Thank you for your advise to my question. I know how hard things seem. I felt like everyone was looking at me with such sorrow. I had to get away for a long weekend. It helped to go where no one knew and feel normal again. Coming home was hard, but now I don't feel so overwhelmed. As for your question about ttc again. My dr said wait one cycle for dating reasons, but if I started to try right away as long as I felt up to it that it would be okay. Her best advice was each pregnancy is a new one, and to try to keep this in mind. Good luck! I hope things get better soon :-)

 

smmom2 - November 10

thejr29.....I find it funny and weird that everyone on here....their doc has told them something different.. I have read so many people that have said their dr said they can ttc again right away and waiting through a cycle is no bid deal.
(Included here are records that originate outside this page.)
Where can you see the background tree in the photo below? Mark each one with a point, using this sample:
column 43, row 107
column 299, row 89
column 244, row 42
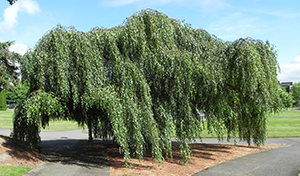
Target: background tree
column 296, row 93
column 146, row 81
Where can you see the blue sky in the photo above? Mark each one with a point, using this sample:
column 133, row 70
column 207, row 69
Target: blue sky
column 277, row 21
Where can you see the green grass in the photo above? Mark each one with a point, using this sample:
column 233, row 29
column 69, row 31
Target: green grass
column 7, row 170
column 60, row 125
column 281, row 125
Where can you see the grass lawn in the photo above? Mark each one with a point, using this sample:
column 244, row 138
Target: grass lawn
column 13, row 170
column 280, row 125
column 6, row 123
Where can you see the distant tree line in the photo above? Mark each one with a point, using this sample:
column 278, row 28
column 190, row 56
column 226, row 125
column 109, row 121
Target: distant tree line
column 146, row 82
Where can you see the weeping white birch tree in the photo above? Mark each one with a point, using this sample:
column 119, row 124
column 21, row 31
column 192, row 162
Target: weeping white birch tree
column 146, row 81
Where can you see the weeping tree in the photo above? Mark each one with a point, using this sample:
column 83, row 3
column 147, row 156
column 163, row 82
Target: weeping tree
column 146, row 81
column 8, row 71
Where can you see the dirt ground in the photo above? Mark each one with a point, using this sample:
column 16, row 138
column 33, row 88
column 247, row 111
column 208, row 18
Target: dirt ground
column 204, row 156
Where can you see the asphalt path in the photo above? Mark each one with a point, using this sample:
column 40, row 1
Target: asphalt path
column 284, row 161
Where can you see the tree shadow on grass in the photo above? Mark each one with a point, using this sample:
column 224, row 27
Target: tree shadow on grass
column 207, row 152
column 74, row 152
column 20, row 151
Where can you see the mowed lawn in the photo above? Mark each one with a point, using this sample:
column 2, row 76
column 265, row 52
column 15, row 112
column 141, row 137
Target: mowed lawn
column 6, row 122
column 284, row 124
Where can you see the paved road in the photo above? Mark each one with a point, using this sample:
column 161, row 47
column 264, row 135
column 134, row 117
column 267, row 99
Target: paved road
column 284, row 161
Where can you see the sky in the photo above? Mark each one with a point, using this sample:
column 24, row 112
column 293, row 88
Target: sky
column 276, row 21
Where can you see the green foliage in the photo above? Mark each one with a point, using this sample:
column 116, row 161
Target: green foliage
column 8, row 68
column 3, row 105
column 17, row 95
column 142, row 81
column 285, row 97
column 296, row 93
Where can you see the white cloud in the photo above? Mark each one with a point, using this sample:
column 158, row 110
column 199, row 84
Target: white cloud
column 290, row 71
column 205, row 5
column 115, row 3
column 11, row 14
column 19, row 48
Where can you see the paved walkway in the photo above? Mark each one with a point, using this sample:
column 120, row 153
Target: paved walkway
column 284, row 161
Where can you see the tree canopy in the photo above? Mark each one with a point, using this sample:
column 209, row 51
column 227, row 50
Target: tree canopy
column 8, row 67
column 8, row 71
column 296, row 93
column 147, row 81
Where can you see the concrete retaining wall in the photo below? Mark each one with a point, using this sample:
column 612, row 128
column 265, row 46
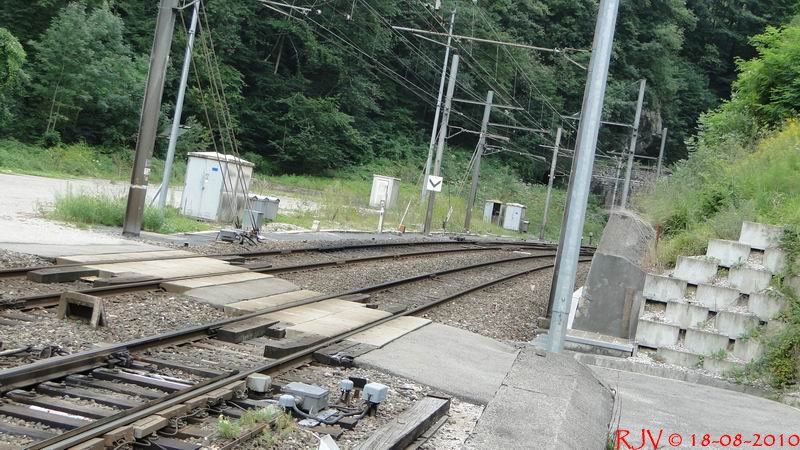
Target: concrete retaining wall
column 729, row 253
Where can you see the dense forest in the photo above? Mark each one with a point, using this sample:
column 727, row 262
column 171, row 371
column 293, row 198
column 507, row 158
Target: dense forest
column 337, row 86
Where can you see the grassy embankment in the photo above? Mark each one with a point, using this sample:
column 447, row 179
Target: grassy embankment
column 341, row 199
column 711, row 194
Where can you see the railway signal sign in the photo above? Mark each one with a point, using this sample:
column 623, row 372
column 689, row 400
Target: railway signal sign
column 434, row 183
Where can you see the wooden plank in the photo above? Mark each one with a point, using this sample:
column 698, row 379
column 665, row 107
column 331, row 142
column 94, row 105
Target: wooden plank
column 43, row 417
column 33, row 433
column 120, row 388
column 405, row 428
column 139, row 380
column 56, row 390
column 41, row 401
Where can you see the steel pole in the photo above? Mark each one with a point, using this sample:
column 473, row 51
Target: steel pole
column 176, row 121
column 578, row 195
column 626, row 188
column 438, row 105
column 550, row 183
column 661, row 153
column 476, row 169
column 437, row 165
column 148, row 122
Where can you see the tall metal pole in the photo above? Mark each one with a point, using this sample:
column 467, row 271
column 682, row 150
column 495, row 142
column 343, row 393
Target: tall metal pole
column 176, row 121
column 632, row 150
column 148, row 122
column 476, row 168
column 661, row 153
column 438, row 105
column 578, row 194
column 437, row 165
column 550, row 183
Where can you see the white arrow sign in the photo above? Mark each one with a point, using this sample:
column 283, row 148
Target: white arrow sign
column 434, row 183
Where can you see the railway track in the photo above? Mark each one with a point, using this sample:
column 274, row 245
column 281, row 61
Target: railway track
column 50, row 300
column 156, row 388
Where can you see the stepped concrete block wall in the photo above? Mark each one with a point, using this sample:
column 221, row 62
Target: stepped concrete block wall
column 664, row 289
column 749, row 280
column 704, row 342
column 775, row 259
column 656, row 334
column 729, row 253
column 685, row 315
column 716, row 297
column 734, row 324
column 747, row 350
column 696, row 270
column 678, row 358
column 760, row 236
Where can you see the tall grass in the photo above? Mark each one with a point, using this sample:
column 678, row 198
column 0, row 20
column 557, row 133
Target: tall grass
column 85, row 210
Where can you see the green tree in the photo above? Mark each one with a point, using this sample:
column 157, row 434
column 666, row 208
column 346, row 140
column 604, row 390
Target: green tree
column 84, row 74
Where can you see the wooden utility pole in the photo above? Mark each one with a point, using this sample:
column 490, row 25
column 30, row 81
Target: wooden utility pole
column 550, row 183
column 437, row 166
column 148, row 122
column 476, row 167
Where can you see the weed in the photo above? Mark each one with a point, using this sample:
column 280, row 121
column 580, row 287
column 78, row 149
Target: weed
column 228, row 429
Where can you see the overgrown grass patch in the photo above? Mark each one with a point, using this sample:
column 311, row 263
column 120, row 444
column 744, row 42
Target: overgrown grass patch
column 85, row 210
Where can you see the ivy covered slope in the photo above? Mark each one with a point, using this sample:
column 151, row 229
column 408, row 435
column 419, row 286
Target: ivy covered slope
column 338, row 88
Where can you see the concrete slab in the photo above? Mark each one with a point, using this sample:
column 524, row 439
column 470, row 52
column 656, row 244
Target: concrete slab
column 122, row 257
column 454, row 361
column 546, row 402
column 389, row 331
column 729, row 253
column 749, row 280
column 229, row 293
column 272, row 301
column 664, row 289
column 759, row 235
column 766, row 306
column 705, row 343
column 657, row 334
column 169, row 269
column 696, row 270
column 181, row 286
column 654, row 403
column 716, row 297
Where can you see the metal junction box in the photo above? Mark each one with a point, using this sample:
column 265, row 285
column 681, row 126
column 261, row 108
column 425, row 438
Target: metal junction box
column 313, row 399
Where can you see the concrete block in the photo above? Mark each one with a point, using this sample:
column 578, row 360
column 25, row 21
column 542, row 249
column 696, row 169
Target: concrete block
column 747, row 350
column 685, row 315
column 760, row 236
column 716, row 297
column 719, row 366
column 696, row 270
column 657, row 334
column 678, row 357
column 729, row 253
column 749, row 280
column 664, row 289
column 775, row 260
column 766, row 306
column 734, row 324
column 612, row 298
column 705, row 343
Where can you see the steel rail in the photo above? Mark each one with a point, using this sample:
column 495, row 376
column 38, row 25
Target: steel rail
column 102, row 426
column 50, row 300
column 57, row 367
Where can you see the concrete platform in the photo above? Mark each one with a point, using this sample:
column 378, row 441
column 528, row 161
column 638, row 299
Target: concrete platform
column 448, row 359
column 679, row 407
column 547, row 401
column 224, row 294
column 122, row 257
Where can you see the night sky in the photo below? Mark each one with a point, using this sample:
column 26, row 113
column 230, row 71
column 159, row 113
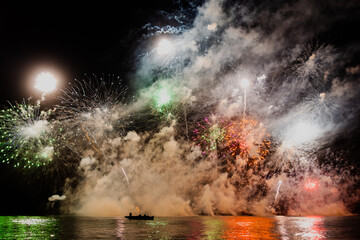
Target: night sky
column 73, row 40
column 69, row 39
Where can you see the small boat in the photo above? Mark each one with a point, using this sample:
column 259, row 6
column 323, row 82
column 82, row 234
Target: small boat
column 140, row 217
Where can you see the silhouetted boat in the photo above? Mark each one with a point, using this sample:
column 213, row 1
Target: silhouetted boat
column 140, row 217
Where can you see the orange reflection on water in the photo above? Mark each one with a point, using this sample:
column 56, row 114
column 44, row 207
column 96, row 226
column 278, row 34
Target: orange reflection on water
column 312, row 228
column 249, row 228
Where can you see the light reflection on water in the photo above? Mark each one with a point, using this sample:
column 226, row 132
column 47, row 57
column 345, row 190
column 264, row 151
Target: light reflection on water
column 200, row 227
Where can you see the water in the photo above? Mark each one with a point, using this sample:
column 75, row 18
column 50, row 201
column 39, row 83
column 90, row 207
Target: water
column 200, row 227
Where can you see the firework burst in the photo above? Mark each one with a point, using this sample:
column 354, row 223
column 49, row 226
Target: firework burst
column 92, row 110
column 26, row 136
column 210, row 134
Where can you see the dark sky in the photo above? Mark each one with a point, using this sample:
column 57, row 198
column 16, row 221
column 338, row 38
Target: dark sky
column 68, row 39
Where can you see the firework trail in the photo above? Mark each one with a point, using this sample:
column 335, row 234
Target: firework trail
column 27, row 140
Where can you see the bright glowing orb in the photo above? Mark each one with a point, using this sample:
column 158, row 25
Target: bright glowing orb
column 45, row 82
column 164, row 47
column 244, row 83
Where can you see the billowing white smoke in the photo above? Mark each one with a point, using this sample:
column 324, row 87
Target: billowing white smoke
column 293, row 92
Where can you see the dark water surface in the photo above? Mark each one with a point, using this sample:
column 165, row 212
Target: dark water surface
column 201, row 227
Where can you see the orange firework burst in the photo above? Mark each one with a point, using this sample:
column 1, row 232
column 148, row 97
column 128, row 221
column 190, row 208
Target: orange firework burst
column 248, row 139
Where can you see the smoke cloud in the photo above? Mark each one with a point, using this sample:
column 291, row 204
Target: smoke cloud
column 172, row 159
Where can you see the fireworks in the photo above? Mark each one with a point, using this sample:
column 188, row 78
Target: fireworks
column 310, row 185
column 210, row 134
column 26, row 136
column 93, row 108
column 45, row 82
column 244, row 138
column 247, row 138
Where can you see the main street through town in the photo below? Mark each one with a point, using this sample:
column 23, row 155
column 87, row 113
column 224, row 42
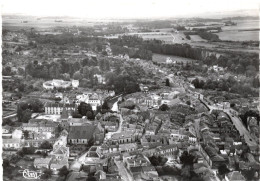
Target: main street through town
column 121, row 120
column 237, row 122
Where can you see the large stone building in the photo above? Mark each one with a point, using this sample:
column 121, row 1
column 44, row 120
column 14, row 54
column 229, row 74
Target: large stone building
column 56, row 108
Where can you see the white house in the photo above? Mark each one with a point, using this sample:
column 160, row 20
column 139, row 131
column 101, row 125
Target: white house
column 75, row 83
column 11, row 143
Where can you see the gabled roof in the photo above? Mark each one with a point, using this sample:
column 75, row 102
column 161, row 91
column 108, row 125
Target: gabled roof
column 40, row 161
column 64, row 114
column 81, row 132
column 236, row 176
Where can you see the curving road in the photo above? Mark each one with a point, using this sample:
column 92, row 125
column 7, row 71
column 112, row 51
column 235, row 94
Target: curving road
column 123, row 171
column 238, row 124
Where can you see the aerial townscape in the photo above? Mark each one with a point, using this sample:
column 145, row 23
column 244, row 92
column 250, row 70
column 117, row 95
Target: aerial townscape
column 174, row 99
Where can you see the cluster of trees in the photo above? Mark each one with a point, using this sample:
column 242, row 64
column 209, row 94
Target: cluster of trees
column 158, row 160
column 26, row 108
column 132, row 52
column 231, row 85
column 85, row 109
column 187, row 171
column 157, row 46
column 248, row 114
column 203, row 33
column 246, row 63
column 122, row 83
column 164, row 107
column 66, row 69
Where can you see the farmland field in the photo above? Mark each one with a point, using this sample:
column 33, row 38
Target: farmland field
column 162, row 58
column 239, row 35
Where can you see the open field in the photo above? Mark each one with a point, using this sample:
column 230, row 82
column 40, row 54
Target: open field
column 239, row 35
column 162, row 58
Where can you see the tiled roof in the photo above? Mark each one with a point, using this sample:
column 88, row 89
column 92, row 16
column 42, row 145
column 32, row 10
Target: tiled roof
column 42, row 160
column 81, row 132
column 235, row 176
column 11, row 141
column 51, row 104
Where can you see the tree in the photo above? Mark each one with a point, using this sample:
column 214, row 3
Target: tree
column 77, row 76
column 90, row 115
column 83, row 108
column 46, row 174
column 105, row 106
column 222, row 169
column 63, row 171
column 249, row 174
column 46, row 145
column 26, row 134
column 91, row 178
column 164, row 107
column 187, row 159
column 7, row 121
column 27, row 114
column 167, row 82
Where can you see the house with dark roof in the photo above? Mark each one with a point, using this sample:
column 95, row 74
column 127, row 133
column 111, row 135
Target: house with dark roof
column 234, row 176
column 42, row 162
column 82, row 134
column 56, row 108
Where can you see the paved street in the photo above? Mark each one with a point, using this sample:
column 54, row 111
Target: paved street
column 123, row 171
column 121, row 120
column 238, row 124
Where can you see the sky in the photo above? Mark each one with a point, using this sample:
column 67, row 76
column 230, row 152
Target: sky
column 123, row 8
But my dr. sadi to wait through 2 cycles....seriously is there a right anwser here?Would I really be at more risk of having another mc if I only wait 1 cycle....and what about the people that do not wait at all. I am so confused by this....that so many doc's say so many different things.

 

Tory1980 - November 10

smmom2, after my first m/c at 6weeks I fell pregnant straight away and he is nearlly 19 months old. Pregnancy went fine (although I was induced due to cholestasis - nothing to do witht he previous miscarriage) and he is healthy and well. With my second m/c at 14w4d on Jan 31st '07 my husband and I decided to wait one cycle (although we were told to try again whenever we were ready even if straight away) and I fell pregnant in April and so far all is well. My AF showed 33 days(on time for me) after the D&C I needed on the 1st Feb due to retained tissue (as far as I know it was the sc___ping). Different doctors do tell you different things when it comes to TTC after m/c. A lot will depend on the tests (if any) being done as sometimes they take longer to come back than expected. When I asked my Doctor he said the reasons to wait were - one, to allow better dating of the pregnancy and two, to allow the woman 'time' to grieve the loss of the baby. It was a personal decision to wait and also because we had a burial for our little girl. Neither of us were ready at that time for another pregnancy and the first + test and first trimester were the hardest weeks of our lives. I have three boys and they are truely blessings but this pregnancy has definitely been the hardest for me emotionally. Be prepared for a lot of stress and upset when you do fall pregnant again. The innocence is gone now and you know what can go wrong. I wish you all the luck in the world and best wishes that you will have a healthy little one soon.